It was weird for me last night, going to the opening of UCT’s production of Spring Awakening. I was in Chris Weare’s production in 1984! And although I couldn’t even remember my character’s name, I have such clear memories of the little green and pink and white checked dress I wore, and the white bobby socks and little black shoes. Freaky. Seeing the programme up on the pin board was scary too. There were people in that cast that I don’t remember at all, but pictures of Patrick Lilley, Claire Berlein, Ingrid Emslie and Michelle Constant took me straight back 26 years ago, to that time.

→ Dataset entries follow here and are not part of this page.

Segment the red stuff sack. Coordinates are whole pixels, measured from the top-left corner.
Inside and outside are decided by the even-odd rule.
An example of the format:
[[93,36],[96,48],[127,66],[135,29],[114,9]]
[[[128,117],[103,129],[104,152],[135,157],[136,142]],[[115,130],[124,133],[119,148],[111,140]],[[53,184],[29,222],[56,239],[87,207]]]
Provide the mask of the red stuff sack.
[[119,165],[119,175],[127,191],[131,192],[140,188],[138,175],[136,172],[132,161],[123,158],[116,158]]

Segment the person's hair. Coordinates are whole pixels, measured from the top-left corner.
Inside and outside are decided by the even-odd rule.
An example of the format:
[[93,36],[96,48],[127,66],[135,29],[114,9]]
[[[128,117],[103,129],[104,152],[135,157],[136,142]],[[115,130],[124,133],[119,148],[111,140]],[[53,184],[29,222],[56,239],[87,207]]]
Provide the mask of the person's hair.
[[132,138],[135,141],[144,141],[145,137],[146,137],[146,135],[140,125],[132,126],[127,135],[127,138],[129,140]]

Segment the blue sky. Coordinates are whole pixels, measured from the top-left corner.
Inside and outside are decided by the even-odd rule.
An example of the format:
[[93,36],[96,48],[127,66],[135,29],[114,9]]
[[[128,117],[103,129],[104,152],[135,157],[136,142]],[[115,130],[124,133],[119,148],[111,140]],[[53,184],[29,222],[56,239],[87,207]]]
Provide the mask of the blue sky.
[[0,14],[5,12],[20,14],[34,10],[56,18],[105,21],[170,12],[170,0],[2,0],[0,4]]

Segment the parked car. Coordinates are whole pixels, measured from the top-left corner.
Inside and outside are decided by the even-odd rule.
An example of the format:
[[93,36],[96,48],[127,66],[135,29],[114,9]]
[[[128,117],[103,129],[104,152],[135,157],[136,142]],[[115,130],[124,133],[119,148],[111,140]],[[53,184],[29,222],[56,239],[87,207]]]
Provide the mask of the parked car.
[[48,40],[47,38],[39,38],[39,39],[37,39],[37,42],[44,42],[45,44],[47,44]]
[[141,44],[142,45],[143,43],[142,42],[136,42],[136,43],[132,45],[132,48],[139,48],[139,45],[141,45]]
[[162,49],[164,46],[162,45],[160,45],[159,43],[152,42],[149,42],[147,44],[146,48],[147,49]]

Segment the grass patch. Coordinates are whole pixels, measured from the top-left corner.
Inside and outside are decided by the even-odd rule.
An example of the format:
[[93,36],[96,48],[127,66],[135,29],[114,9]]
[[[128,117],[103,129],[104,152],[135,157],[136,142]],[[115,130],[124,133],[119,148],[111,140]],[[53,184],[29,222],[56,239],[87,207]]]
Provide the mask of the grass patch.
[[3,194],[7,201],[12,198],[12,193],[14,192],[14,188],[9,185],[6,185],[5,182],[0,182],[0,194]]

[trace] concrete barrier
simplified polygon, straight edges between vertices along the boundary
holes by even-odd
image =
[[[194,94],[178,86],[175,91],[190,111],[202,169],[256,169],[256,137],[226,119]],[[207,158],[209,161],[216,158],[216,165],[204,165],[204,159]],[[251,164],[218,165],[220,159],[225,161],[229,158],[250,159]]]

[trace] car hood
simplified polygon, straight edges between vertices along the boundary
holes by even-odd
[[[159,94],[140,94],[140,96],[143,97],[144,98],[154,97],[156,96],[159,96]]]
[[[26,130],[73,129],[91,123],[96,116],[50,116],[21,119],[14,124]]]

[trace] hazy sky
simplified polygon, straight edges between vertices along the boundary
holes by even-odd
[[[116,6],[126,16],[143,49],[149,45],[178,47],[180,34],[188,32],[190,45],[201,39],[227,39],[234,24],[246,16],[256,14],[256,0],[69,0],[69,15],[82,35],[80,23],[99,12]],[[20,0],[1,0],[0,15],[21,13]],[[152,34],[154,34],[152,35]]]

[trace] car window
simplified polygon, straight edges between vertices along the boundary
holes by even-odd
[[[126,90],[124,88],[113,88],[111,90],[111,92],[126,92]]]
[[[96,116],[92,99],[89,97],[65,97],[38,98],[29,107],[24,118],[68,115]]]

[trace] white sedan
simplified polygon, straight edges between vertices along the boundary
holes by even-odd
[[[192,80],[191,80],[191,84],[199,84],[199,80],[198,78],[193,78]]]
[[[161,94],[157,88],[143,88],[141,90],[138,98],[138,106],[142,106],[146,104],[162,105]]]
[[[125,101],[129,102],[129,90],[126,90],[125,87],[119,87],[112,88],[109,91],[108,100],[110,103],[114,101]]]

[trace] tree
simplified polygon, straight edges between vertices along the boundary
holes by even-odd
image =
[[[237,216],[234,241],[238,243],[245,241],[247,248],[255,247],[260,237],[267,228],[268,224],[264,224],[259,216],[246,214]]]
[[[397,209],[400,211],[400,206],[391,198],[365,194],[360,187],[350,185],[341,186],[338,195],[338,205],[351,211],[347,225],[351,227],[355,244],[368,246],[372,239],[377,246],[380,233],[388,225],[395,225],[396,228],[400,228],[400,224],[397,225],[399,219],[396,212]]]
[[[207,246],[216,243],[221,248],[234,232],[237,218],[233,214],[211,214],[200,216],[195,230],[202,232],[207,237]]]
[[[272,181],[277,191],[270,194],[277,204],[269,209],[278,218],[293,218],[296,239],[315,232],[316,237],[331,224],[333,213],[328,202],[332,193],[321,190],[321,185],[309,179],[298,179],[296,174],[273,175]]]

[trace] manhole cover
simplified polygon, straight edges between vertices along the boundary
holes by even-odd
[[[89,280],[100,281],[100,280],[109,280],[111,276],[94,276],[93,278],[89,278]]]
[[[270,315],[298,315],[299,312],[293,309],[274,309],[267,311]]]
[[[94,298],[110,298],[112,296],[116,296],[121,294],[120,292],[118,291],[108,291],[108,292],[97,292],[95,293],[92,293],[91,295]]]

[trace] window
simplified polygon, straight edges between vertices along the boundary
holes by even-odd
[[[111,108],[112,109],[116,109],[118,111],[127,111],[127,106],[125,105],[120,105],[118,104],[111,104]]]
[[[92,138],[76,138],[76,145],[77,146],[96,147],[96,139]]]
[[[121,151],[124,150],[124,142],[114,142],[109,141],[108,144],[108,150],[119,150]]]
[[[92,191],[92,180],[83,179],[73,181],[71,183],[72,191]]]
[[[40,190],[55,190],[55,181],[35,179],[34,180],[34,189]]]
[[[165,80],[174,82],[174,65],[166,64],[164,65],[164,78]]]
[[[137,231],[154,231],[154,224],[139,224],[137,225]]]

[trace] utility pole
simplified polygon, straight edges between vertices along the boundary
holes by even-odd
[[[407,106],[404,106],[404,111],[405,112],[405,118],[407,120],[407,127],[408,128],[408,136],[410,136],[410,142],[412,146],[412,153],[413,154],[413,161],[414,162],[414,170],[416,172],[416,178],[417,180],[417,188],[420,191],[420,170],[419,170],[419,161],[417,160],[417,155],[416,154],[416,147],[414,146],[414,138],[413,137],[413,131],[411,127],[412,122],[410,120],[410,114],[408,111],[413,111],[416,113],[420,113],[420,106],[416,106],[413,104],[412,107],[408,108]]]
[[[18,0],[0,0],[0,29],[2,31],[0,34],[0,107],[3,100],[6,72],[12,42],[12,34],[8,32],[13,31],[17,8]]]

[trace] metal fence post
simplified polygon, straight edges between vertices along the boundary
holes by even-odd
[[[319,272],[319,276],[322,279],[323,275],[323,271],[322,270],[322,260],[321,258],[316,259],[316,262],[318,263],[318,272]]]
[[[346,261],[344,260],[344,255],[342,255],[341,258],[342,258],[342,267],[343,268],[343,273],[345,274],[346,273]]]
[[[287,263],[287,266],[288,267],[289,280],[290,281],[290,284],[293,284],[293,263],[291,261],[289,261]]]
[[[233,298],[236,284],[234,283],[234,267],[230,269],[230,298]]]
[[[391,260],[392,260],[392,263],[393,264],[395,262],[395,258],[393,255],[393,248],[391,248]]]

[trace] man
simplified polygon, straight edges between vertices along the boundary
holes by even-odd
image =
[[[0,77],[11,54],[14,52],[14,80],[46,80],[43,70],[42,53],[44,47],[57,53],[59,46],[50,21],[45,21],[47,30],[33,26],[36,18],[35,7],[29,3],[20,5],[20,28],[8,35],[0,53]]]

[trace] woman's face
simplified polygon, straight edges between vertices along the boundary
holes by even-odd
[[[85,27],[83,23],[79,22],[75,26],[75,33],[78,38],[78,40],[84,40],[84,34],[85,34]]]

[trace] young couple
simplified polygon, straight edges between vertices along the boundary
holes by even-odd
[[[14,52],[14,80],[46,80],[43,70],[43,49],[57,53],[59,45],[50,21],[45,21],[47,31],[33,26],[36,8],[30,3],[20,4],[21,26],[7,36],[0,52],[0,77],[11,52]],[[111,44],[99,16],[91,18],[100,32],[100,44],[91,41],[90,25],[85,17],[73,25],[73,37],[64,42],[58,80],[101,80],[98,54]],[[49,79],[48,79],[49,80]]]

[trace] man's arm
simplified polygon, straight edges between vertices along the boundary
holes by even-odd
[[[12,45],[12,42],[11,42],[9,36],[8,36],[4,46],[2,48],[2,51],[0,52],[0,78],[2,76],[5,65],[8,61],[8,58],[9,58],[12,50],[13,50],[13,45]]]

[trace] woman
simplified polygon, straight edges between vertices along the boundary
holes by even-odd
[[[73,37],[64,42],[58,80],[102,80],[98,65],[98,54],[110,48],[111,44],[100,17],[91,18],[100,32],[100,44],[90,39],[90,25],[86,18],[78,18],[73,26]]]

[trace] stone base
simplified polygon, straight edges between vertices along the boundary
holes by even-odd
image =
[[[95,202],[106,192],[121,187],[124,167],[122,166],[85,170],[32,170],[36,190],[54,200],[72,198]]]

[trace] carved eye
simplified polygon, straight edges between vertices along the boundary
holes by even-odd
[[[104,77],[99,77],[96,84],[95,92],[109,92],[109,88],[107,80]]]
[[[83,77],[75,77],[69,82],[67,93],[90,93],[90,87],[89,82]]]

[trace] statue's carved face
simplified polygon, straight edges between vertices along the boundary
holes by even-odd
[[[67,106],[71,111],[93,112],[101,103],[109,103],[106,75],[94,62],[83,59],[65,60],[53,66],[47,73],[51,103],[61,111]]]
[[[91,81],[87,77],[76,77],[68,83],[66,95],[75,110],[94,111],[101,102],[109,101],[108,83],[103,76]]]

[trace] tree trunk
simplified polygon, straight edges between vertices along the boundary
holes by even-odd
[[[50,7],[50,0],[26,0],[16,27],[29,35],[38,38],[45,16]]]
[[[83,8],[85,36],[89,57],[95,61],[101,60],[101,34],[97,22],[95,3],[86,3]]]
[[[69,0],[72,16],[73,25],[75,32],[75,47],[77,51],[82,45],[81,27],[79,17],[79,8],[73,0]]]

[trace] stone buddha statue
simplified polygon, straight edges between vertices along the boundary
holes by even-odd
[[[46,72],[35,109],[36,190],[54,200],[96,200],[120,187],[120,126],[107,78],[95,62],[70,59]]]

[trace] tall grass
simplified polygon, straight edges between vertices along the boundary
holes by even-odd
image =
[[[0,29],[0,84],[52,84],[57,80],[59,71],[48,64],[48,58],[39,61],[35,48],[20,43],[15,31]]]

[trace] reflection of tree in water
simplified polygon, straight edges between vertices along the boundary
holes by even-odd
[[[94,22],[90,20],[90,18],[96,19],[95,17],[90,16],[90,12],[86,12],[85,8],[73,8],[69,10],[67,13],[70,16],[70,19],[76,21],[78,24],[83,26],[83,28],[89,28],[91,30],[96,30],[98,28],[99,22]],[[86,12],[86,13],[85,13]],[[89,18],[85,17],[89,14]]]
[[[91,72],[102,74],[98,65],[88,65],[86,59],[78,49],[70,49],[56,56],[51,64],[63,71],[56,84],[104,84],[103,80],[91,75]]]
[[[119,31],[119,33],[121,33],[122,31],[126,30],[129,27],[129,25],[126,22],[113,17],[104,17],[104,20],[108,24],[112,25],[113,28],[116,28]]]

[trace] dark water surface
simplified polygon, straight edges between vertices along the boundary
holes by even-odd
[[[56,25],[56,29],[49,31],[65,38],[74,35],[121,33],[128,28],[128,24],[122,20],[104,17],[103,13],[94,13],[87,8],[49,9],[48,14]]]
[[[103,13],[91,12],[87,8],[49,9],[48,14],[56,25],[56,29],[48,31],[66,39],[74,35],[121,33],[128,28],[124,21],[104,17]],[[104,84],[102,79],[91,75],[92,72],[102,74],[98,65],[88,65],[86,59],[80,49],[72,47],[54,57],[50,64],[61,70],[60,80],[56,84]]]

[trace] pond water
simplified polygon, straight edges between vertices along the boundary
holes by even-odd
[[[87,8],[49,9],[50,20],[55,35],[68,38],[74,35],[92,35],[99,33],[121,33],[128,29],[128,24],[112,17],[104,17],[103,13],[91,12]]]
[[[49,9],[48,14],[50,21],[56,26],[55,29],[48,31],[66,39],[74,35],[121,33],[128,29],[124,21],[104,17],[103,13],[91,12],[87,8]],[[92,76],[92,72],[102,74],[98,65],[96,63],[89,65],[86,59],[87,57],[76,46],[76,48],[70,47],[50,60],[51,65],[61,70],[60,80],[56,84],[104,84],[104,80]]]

Watching the play from this perspective made me understand how difficult a production it is to mount. Spring Awakening, written by Frank Wedekind, is set in Germany at the end of the 19th century, predating what would happen there by fifty or so years, but creating the platform for it in terms of repression, shame, education, parental control and unrealistic expectation. These are huge issues. Because of the sexual and, for the time, explicit nature of the content and scenes, the play was often banned. These days we are all too used to seeing young men masturbating on stage, boy on boy kissing, and nudity and sex have become terribly explicit. So, the real issue of the play, the bursting of puberty and the shame it brings in a repressive society, are a fantasy idea for most of this young cast. Especially in a country with unbelievably high teenage pregnancy and horrific and brutal child abuse stats, child prostitutes, peer sexual violence among children, the sexual innocence of Spring Awakening is very dated and diluted.
One of the other difficulties with this play is, however tempting it is as a drama school production because there are lots of parts for young actors, it is unbelievably difficult for young, inexperienced actors to sustain! I remember Chris Weare’s frustration our time around! The parts are either children, always hideous and difficult to play, parents, who for young actors are not the best fun, or teachers, who at least can be sent up in this play, but are not well developed people and have to remain within their names of Professors Breakneck, Tongue Twister, Total Loss and Strychnine.
Then there is the script itself, which is scenic and cinematic, jumping from one scene to the next, and from location to location. Unfortunately, over the years, we are less able as an audience to manage such long scenes, and for the most part they are very long.
Those are the problems up front. Now to this production.Â This production is in The Little Theatre. The wooden beamed stage is very, very raked and there is a huge raised walkway through the audience, bringing performers on stage from the back of the auditorium. There is an amazing, repetitive, motion cloud projection on the cyclorama at the back. Gideon Lombard sits in mostly silhouette Â in the top right hand corner with a guitar and amp. And that sets the scene. The set, designed by Daniel Galloway and Chris Weare is beautiful. Almost as completely beautiful as Daniel’s lighting, which is breathtaking. Leigh Bishop’s costumes are fabulous; an incredible combination of period and theatrical.
The students, for the most part, have really good moments. Rudi Swart, who plays Melchior, was my favourite. He gave a really tempered, interesting and natural performance, and elicited true sympathy from me. Next was Lethabo-Thabo Royds, who had the difficult task of playing Melchior’s mother. She really grew on me. In her first scene I felt like she was fighting with her dress a little bit, but, after that, I found her still, sincere performance the most moving of all. James MacGregor (who I adored as Romeo) was less successful for me as Moritz Stiefel. There is no doubt that it is a hellishly difficult part, but it was just too childish caricature for me. The young girls all had their moments, but I was left with the overall impression that they didn’t ‘get it’, in terms of the overwhelming unnamable stuff they were feeling, and why it was so big, confusing and bad.
So, in a nutshell, this production is a breathtakingly beautiful study of the past. But it is not exciting, moving or challenging. The horror that we sit with, as an audience today, is, is there anything that can shock us, ever again?